Make x or -3 a float by adding a zero decimal (e.g., 2.0^-3 or 2^-3.0 instead of 2^-3)or write 1/x^3, float(x)^-3, x^float(-3) or (x//1)^-3.
Stacktrace:
[1] throw_domerr_powbysq(::Int64, p::Int64)
@ Base ./intfuncs.jl:265
[2] power_by_squaring(x_::Int64, p::Int64)
@ Base ./intfuncs.jl:286
[3] ^(x::Int64, p::Int64)
@ Base ./intfuncs.jl:310
[4] top-level scope
@ REPL[2]:1
of course
julia> 2.0^g()
0.125
works. I tried to descend
into the call but did not find where 2^g()
misses the promotion to 2.0^g()
. I do not think it is a bug, but I do not see the rationale behind this behavior.
Thanks
From documentation on ^
:
If y is an Int literal (e.g. 2 in x^2 or -3 in x^-3), the Julia code x^y is transformed by the compiler to Base.literal_pow(^, x, Val(y)), to enable compile-time specialization on the value of the exponent. (As a default fallback we have Base.literal_pow(^, x, Val(y)) = ^(x,y), where usually ^ == Base.^ unless ^ has been defined in the calling namespace.) If y is a negative integer literal, then Base.literal_pow transforms the operation to inv(x)^-y by default, where -y
is positive.
julia> Base.literal_pow(^, 3, Val(-3))
0.037037037037037035
g()
in 2^g()
is not a literal, so this transformation does not happen.
1 Like
Thanks @barucden … I overlooked the docs. Marking your reply as a solution.

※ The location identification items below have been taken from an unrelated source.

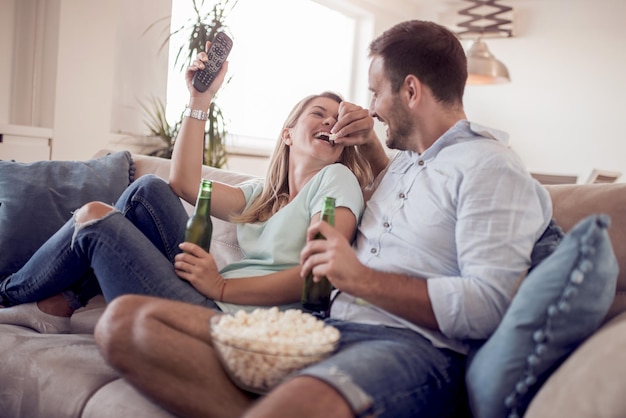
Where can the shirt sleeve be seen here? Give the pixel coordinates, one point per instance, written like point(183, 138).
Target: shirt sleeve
point(500, 214)
point(337, 181)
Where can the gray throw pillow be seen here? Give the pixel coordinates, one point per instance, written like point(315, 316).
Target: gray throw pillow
point(559, 304)
point(36, 199)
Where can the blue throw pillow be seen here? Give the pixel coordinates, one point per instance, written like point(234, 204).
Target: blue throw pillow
point(561, 302)
point(36, 199)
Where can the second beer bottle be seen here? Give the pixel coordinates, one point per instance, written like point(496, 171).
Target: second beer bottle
point(199, 226)
point(316, 295)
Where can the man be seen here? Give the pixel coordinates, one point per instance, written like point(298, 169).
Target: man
point(444, 237)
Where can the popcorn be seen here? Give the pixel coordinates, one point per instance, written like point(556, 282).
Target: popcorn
point(258, 349)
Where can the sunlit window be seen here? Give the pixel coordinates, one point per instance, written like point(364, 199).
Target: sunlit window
point(283, 50)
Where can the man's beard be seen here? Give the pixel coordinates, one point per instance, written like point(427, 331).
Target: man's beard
point(400, 136)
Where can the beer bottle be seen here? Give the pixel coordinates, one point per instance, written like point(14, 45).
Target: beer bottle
point(199, 226)
point(316, 295)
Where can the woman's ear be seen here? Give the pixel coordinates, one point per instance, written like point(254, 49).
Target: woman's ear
point(285, 135)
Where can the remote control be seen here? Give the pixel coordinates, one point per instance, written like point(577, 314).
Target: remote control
point(217, 54)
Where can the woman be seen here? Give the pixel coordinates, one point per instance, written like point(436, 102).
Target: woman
point(137, 246)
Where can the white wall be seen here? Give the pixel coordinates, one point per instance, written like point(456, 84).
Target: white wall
point(563, 108)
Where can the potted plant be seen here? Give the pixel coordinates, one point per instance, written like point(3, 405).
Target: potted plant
point(202, 27)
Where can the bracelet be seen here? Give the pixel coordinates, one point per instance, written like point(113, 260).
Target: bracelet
point(221, 299)
point(196, 114)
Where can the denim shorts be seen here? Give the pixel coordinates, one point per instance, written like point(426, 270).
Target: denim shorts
point(392, 372)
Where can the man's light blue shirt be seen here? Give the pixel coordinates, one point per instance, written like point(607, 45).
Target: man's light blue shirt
point(465, 215)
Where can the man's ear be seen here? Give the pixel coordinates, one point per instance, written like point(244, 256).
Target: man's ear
point(285, 135)
point(413, 89)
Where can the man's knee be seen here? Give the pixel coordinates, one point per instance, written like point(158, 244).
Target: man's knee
point(92, 211)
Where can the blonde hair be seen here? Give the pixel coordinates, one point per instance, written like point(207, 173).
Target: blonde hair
point(275, 193)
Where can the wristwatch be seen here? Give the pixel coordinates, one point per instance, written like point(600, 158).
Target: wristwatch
point(196, 114)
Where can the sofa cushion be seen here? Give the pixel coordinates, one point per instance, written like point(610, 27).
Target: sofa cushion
point(561, 302)
point(36, 199)
point(573, 202)
point(591, 382)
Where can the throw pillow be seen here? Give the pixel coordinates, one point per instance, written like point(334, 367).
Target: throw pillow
point(36, 199)
point(558, 305)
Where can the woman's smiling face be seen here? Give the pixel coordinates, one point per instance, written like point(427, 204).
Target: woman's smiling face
point(309, 138)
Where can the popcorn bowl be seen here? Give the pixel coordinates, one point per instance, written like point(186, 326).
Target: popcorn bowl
point(259, 349)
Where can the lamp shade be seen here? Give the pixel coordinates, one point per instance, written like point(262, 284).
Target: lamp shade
point(483, 67)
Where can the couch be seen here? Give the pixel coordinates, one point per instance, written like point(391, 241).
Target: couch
point(65, 376)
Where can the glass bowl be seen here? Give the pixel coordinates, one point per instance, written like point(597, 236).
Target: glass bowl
point(257, 357)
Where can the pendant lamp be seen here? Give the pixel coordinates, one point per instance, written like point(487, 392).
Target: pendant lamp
point(485, 20)
point(483, 67)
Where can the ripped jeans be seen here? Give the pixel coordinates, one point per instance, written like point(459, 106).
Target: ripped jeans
point(129, 251)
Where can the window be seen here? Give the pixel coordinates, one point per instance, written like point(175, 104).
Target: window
point(283, 51)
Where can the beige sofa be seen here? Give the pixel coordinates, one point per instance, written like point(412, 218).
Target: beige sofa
point(64, 375)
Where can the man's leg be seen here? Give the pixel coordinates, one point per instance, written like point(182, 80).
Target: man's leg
point(303, 396)
point(164, 349)
point(377, 371)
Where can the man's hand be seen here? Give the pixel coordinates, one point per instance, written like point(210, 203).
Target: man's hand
point(332, 257)
point(198, 268)
point(354, 125)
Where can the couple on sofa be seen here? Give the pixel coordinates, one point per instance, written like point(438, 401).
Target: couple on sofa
point(424, 274)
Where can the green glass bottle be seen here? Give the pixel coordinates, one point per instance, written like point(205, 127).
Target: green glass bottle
point(199, 226)
point(316, 295)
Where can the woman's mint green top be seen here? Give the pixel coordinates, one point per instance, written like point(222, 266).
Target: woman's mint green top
point(275, 245)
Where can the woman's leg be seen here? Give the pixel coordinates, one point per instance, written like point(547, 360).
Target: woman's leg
point(164, 349)
point(151, 205)
point(148, 203)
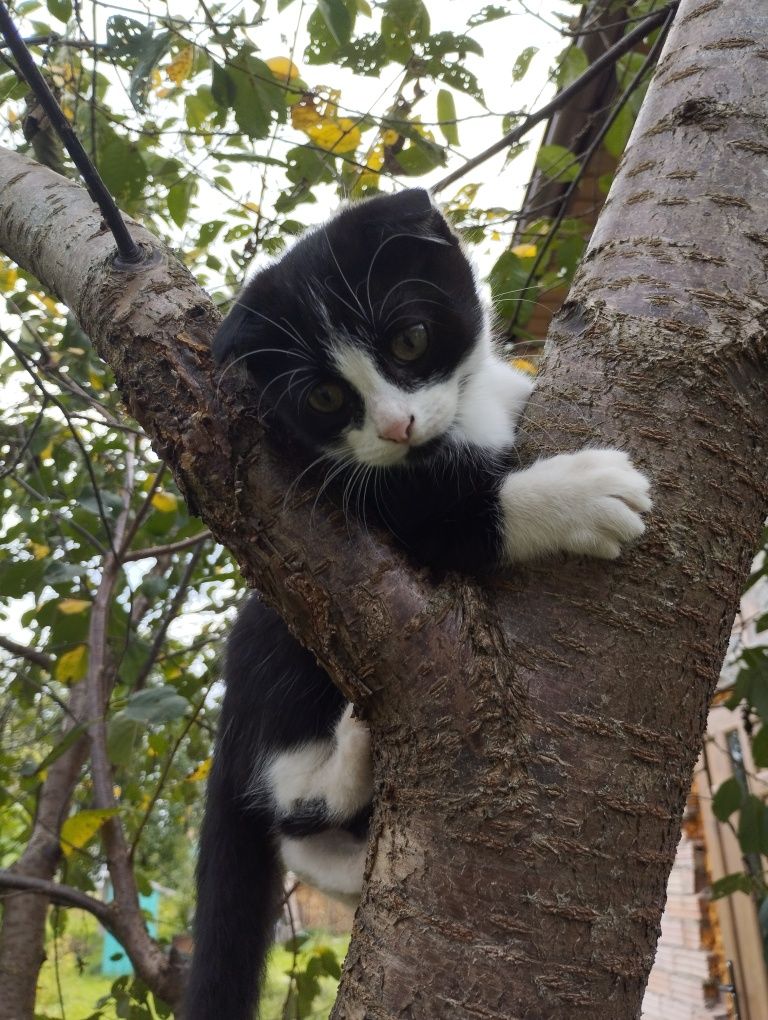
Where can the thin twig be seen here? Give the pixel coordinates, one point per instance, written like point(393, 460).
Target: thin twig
point(128, 249)
point(63, 895)
point(31, 654)
point(562, 98)
point(586, 157)
point(152, 552)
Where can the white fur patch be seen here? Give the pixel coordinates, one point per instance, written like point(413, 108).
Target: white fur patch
point(337, 771)
point(493, 399)
point(334, 862)
point(587, 503)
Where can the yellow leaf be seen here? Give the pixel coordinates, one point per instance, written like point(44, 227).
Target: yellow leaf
point(181, 66)
point(201, 771)
point(525, 251)
point(336, 136)
point(283, 68)
point(304, 115)
point(78, 829)
point(71, 666)
point(8, 278)
point(71, 606)
point(164, 502)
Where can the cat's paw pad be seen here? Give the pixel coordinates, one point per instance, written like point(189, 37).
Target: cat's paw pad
point(607, 495)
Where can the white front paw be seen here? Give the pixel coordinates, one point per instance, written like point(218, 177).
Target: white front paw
point(587, 503)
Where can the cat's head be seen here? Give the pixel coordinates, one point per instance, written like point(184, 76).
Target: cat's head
point(362, 335)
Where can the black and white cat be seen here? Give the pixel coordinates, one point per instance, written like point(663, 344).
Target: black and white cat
point(371, 346)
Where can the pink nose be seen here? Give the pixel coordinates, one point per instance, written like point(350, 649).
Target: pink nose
point(397, 431)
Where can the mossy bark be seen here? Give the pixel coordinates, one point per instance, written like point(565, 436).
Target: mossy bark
point(535, 732)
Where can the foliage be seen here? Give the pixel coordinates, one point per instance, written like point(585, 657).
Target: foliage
point(221, 143)
point(736, 802)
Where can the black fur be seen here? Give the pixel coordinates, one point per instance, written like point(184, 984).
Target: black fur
point(442, 504)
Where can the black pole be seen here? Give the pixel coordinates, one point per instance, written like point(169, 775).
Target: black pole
point(128, 250)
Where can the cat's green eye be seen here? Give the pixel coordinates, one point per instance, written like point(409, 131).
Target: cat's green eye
point(327, 398)
point(410, 344)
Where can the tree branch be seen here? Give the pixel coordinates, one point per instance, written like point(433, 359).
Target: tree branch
point(609, 58)
point(152, 552)
point(65, 896)
point(31, 654)
point(126, 247)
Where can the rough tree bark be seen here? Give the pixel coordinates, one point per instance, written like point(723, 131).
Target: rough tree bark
point(534, 734)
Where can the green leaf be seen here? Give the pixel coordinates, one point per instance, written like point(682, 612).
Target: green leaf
point(490, 13)
point(736, 882)
point(80, 828)
point(141, 77)
point(155, 705)
point(62, 9)
point(178, 200)
point(64, 744)
point(753, 826)
point(522, 62)
point(727, 799)
point(557, 162)
point(403, 23)
point(257, 96)
point(447, 116)
point(123, 170)
point(339, 19)
point(420, 156)
point(123, 735)
point(618, 134)
point(222, 86)
point(19, 577)
point(511, 289)
point(572, 63)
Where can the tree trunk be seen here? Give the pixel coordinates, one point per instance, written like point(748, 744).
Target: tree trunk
point(534, 734)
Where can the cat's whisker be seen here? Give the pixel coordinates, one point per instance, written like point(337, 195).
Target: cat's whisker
point(344, 278)
point(297, 480)
point(412, 301)
point(346, 303)
point(430, 239)
point(411, 279)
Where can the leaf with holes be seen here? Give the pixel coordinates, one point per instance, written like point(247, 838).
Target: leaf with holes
point(80, 828)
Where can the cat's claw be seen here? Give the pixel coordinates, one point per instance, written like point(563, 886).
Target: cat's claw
point(586, 503)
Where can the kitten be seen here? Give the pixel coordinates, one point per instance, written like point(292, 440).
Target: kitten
point(371, 346)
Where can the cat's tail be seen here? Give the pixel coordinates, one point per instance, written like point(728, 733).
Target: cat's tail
point(240, 886)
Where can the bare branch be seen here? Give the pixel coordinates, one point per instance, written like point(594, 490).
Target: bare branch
point(65, 896)
point(31, 654)
point(126, 247)
point(152, 552)
point(562, 98)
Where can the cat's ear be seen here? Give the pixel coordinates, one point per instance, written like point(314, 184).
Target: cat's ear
point(231, 339)
point(411, 210)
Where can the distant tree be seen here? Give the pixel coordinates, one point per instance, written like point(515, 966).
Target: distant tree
point(534, 734)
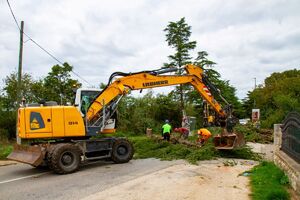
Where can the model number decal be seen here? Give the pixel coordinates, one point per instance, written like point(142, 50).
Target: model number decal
point(149, 84)
point(73, 123)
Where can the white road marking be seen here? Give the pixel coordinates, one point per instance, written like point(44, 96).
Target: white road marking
point(24, 177)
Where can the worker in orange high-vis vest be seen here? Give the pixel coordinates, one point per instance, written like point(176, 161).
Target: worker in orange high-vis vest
point(203, 135)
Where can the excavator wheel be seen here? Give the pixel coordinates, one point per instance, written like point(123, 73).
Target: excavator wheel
point(122, 151)
point(64, 158)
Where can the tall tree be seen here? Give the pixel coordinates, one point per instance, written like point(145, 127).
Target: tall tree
point(279, 95)
point(58, 84)
point(178, 37)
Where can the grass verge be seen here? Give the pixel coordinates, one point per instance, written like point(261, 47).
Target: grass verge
point(268, 182)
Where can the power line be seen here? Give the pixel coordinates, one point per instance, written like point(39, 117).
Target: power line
point(42, 48)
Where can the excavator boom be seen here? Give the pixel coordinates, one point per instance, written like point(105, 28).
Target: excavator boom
point(151, 79)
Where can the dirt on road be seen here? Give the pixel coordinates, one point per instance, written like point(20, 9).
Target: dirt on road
point(213, 180)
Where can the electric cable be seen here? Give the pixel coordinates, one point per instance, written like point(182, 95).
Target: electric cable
point(42, 48)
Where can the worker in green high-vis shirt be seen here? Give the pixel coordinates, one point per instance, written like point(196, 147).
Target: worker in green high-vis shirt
point(166, 130)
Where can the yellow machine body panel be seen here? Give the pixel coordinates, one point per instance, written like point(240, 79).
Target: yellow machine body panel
point(50, 122)
point(73, 122)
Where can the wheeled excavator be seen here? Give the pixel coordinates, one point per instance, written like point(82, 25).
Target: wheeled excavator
point(63, 135)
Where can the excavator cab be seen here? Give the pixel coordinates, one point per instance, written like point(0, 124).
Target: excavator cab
point(228, 139)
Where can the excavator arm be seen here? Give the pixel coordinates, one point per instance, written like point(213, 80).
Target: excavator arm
point(150, 79)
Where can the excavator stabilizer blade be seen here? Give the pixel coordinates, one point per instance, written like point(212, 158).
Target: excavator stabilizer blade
point(27, 154)
point(230, 141)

Yet, it is not completely clear why 2^g()
where g() is inferred to be an Int
should behave differently. g() is not a literal true, but there should be a code path where literal_pow and pow should behave the same for provably integer exponents.
This is not just about the exponent being an integer, but being a specific integer. Cf. Confusing difference: ^literal vs ^variable - #6 by StefanKarpinski for some rationale.